Some would call her determined. Others might say dynamic. She calls herself an overachiever. Whatever the description, one thing is certain: Nellie Owen, 49, never stops.
Nellie attended the Downtown Columbia Yippee 5K run, walk, roll to support and spend time with friends. She didn’t intend to race in the early October event until discovering that no one had signed up for the wheelchair division.
So she did.
As the official timer counts down to the race’s start, Nellie has never competed in a wheelchair race. Nonetheless, she unwaveringly pushes her way down the sidewalk along Walnut Street to the starting line.
Just before she reaches the corner of Walnut Street and College Avenue, five runners trot past Nellie and turn onto College. One runner pats Nellie on the back as he breezes by. Another slows down to give her encouragement.
“Ooh,” Nellie grunts as she maneuvers up the incline, her arm muscles straining. Sections of uneven sidewalk force her to slow down.
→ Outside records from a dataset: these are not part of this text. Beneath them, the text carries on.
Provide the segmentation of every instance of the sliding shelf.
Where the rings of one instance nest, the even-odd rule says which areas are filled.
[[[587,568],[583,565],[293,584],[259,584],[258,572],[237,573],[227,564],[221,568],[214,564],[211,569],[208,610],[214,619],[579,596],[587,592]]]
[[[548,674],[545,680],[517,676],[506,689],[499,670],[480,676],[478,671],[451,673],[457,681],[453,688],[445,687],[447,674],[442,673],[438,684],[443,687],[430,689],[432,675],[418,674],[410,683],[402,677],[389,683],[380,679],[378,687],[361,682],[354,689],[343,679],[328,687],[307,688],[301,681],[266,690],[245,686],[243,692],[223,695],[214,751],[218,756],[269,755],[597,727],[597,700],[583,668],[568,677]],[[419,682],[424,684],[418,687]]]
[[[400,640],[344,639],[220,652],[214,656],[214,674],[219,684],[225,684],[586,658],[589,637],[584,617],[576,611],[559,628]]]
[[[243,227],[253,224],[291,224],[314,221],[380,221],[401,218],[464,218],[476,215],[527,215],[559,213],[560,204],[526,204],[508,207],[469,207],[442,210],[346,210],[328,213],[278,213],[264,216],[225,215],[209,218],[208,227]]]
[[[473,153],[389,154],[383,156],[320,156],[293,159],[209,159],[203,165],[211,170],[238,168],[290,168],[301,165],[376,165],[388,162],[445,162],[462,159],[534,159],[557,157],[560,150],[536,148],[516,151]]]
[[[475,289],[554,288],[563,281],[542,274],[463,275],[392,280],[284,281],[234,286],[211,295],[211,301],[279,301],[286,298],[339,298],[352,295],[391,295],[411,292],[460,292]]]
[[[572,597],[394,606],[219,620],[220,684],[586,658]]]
Nellie cuts through the designated route onto Paquin Street, where she can make it back to the finish line before her upper body wears out.
Twenty minutes into the race, Nellie cuts through an alley, shortening the course by about one mile, then turns onto the street for the finishing stretch. Friends clap and cheer as Nellie crosses the finish line.
She beams with pride, then sighs with exhaustion. She confesses the adjusted route to friends, but they don’t mind — two miles is not an easy feat.
And wheelchair racing really isn’t Nellie’s niche.
Instead, she feels at home when riding horses at Cedar Creek Therapeutic Riding Center on Friday afternoons.
The day after the wheelchair race, Nellie participates in an annual charity 10-mile horse trail ride called “Saddle Up,” which benefits Cedar Creek.
“This is my element,” Nellie says, surrounded by horses before the trail ride at Three Creeks State Park.
Nellie rode horses for two years before she broke her back and was partially paralyzed in a car accident.
It took her nearly 10 years to recover from the accident.
She started riding horses again two years ago at Cedar Creek Therapeutic Riding Center, with the help of a group of people who hoist her onto Max the horse.
Although she has a fear of heights, she says she feels at home when riding Max at Cedar Creek.
Nellie, now a senior research scientist at a private company, earned her veterinary degree from MU in 1998.
“I hate to be told I can’t do something,” she says.